Wybierz kontynent

Szefowa MKiŚ: 90 proc. społeczeństwa chce, aby myśliwi przechodzili badania lekarskie

90 proc. społeczeństwa chce, aby myśliwi przechodzili badania lekarskie - powiedziała we wtorek minister klimatu Paulina Hennig-Kloska odnosząc się do słów wiceministra klimatu Mikołaja Dorożały, według którego myśliwi powinni co 4-5 lat poddawać się obowiązkowemu badaniu lekarskiemu.

Fot. PAP

"Każdy, kto posiada broń i ma zgodę na jej używanie, powinien przechodzić okresowe badania. To w imię bezpieczeństwa obywateli" - powiedziała we wtorek w Radiu Zet szefowa resortu klimatu Paulina Hennig-Kloska zapytana o słowa wiceministra klimatu Mikołaja Dorożały.

"Nie może dochodzić do takich sytuacji, że człowiek ginie podczas polowania. 90 proc. społeczeństwa chce, aby myśliwi przechodzili okresowe badania; ludzie oczekują takiej zmiany, ponieważ chcą czuć się bezpiecznie" - tłumaczyła Hennig-Kloska.

W ubiegłym tygodniu wiceminister klimatu i środowiska powiedział, że w jego ocenie myśliwi powinni poddawać się obowiązkowemu badaniu lekarskiemu co 4-5 lat. "Kierowcy, żołnierze i policjanci robią badania lekarskie. Dlaczego myśliwy nie ma przechodzić badań? (...) Jeśli lekarz faktycznie nie da zgody, bo ktoś już ma swoje lata i nie może polować, no to trudno " - mówił w rozmowie z TVP Info wiceszef resortu.

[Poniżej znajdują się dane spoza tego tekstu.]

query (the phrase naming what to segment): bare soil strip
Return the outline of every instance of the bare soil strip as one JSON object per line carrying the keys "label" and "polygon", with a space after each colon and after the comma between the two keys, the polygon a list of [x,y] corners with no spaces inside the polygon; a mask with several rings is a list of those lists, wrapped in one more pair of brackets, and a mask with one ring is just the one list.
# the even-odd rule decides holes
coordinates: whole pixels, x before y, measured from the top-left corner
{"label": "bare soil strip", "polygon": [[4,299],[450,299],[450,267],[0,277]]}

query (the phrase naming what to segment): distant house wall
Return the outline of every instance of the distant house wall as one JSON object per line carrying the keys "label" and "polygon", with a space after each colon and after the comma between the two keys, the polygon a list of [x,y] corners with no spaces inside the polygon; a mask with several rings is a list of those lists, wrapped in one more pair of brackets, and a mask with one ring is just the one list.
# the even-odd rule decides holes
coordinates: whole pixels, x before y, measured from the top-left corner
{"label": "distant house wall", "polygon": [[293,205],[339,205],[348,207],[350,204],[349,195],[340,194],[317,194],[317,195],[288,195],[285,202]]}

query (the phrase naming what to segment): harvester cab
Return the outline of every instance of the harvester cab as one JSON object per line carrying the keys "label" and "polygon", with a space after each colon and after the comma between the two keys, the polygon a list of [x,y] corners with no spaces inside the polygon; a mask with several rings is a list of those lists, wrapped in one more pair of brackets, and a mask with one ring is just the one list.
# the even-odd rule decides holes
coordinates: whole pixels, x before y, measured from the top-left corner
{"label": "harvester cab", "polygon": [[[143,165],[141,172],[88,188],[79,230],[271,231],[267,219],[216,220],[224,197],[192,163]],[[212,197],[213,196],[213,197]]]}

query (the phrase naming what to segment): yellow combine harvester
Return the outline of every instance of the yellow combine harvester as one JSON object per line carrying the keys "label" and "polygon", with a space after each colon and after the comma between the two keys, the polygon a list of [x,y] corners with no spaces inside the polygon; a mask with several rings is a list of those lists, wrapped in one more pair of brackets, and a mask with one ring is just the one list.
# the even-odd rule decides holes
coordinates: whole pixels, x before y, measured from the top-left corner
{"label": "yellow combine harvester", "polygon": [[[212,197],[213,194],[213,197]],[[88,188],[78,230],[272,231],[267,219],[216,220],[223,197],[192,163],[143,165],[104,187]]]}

Przytaczał on wtedy wypadki z udziałem myśliwych, do których doszło w ostatnich tygodniach, m.in. śmiertelne postrzelenie 35-latka na Podlasiu. Zaznaczył, że część takich zdarzeń powodowana jest przez myśliwych w podeszłym wieku.

29 sierpnia w Senacie odbyła się Konferencja Forum Zrównoważonego Rozwoju, w której udział wzięły m.in władze Polskiego Związku Łowieckiego, Polskiego Związku Wędkarskiego, Krajowej Rady Lekarsko-Weterynaryjnej i Związku Leśników Polskich w RP. W jej trakcie wicemarszałek Senatu Michał Kamiński powiedział, że w Polsce jest 130 tys. myśliwych - osób, według niego - "umiejących posługiwać się bronią i odpowiedzialnych", które "niezwykle wzmacniają potencjał obronny Rzeczpospolitej".

"Ja jestem zwolennikiem tego pomysłu, żeby te kilkadziesiąt tysięcy ludzi wykorzystać do różnych działań, które moglibyśmy podejmować - oby nie - na wschodniej granicy" - Wyjaśnił, że część członków Związku mogłaby okazać się naprawdę pomocna, jako że dobrze znają topografię terenu.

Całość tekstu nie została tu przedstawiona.